Certainly one of the most pleasant and interesting stops we made on this trip, and probably the major city I knew least about before coming. All I really knew about Dresden was that it was the target of major (and controversial) Allied bombing near the end of WWII that completely flattened the city and killed about 30,000 local residents. And then of course that it was one of the major cities of East Germany behind the Iron Curtain during the cold war.
We arrived from Berlin by train around 1:00 pm and walked to our hotel about 1 1/2 miles away. We had a little trouble with directions on our GPS and the roads were less than ideal for walkers with multiple large suitcases, so we probably should have taken a taxi (which we did when leaving). We stayed at a little boutique hotel near the old part of the city, checked in and started walking the old town.

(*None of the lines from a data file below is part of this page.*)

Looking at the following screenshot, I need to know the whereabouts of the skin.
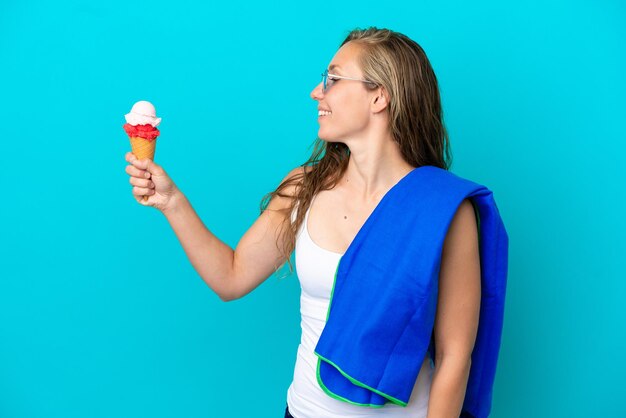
[126,42,480,418]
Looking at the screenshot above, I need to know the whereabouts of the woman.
[126,28,488,418]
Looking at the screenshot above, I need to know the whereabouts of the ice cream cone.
[123,100,161,202]
[130,136,156,161]
[130,136,156,202]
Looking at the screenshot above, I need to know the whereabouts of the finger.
[133,186,154,196]
[133,158,164,175]
[128,177,154,189]
[126,165,151,179]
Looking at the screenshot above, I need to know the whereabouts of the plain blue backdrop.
[0,0,626,418]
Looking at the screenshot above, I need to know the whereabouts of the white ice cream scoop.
[124,100,161,128]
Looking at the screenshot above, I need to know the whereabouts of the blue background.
[0,0,626,418]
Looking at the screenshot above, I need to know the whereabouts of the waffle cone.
[130,136,156,160]
[130,136,156,202]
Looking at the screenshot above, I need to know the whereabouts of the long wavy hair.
[261,27,452,280]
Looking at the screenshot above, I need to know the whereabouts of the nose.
[311,81,324,100]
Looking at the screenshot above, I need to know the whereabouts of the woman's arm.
[157,167,302,301]
[428,199,480,418]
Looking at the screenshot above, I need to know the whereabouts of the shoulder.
[444,198,478,253]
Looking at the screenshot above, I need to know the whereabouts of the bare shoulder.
[444,199,478,253]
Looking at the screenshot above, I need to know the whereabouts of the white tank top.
[287,197,433,418]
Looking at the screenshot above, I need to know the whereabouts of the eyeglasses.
[322,70,376,93]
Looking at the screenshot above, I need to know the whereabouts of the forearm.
[163,192,234,301]
[428,358,470,418]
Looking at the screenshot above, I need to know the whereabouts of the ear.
[372,87,389,113]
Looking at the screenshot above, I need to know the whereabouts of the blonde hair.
[261,27,452,273]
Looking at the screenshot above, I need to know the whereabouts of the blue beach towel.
[315,166,508,418]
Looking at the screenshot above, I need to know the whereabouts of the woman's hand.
[126,152,179,212]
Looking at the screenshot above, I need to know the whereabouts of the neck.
[341,134,415,202]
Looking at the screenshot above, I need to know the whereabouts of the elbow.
[435,352,472,372]
[217,291,241,302]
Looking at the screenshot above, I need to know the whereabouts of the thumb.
[133,158,161,174]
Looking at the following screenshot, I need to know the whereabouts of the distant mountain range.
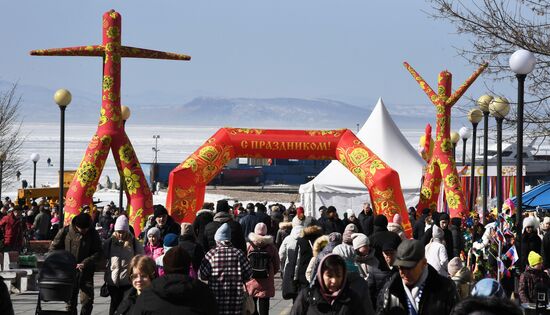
[0,80,435,130]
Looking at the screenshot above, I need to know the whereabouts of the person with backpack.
[103,215,143,315]
[246,222,281,315]
[49,213,101,315]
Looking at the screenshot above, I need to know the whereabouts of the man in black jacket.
[369,215,401,271]
[359,202,374,236]
[413,208,430,240]
[422,213,455,260]
[50,213,101,315]
[202,200,246,253]
[319,206,345,235]
[150,205,181,239]
[132,246,218,314]
[377,240,458,315]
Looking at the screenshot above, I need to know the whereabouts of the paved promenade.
[11,272,292,315]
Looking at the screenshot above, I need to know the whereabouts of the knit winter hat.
[147,226,160,239]
[115,215,130,231]
[351,233,370,249]
[432,225,445,241]
[374,214,388,227]
[214,223,231,242]
[393,213,403,225]
[447,257,464,277]
[163,233,178,247]
[180,222,195,236]
[527,251,542,267]
[254,222,267,236]
[342,223,359,245]
[162,246,191,275]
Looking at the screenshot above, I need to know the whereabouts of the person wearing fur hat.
[519,217,542,270]
[388,213,407,240]
[344,209,363,233]
[199,223,252,314]
[425,225,449,277]
[290,254,373,315]
[447,257,473,300]
[50,213,101,315]
[179,222,205,279]
[369,215,401,271]
[143,226,164,260]
[103,215,143,315]
[519,251,550,303]
[246,222,281,315]
[131,246,219,315]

Almost every major building was destroyed during the bombing, and the East German government did little to rebuild except with newer more practical buildings. But the local citizens did everything they could to replicate the old city, a process that accelerated after the fall of the communist government in 1989. For many important buildings they had the plans from the old building and rebuilt the replacements according to those plans, even using the original stones if possible. In the rest of the old town they just made sure the new buildings were built in the same architectural style as the old town which was mostly built up in the 18th and 19th centuries. Leslie commented that is was like Disneyland in that the buildings were not original and authentic but sure looked and felt that way. Stunning baroque style churches and castles were everywhere.
We took a walking tour on day 2 that provided a lot of interesting history, especially about “August the Strong”, a very important King of Saxony and Poland. We had great dinners in two street side cafes around pasta which were the best meals I have had on this trip. And there was a very interesting bar attached to our hotel named “The Gin House” that we went to every night for some conversation with locals and of course some gin for Leslie.
Dresden is a city I highly recommend that is still lightly visited by Americans. Although tourism is a major part of their economy, 75% comes from inside of Germany and most of the rest from other parts of Europe. Although English is widely spoken most of the activity and language you will hear is German. I can’t say enough how mush we enjoyed Dresden.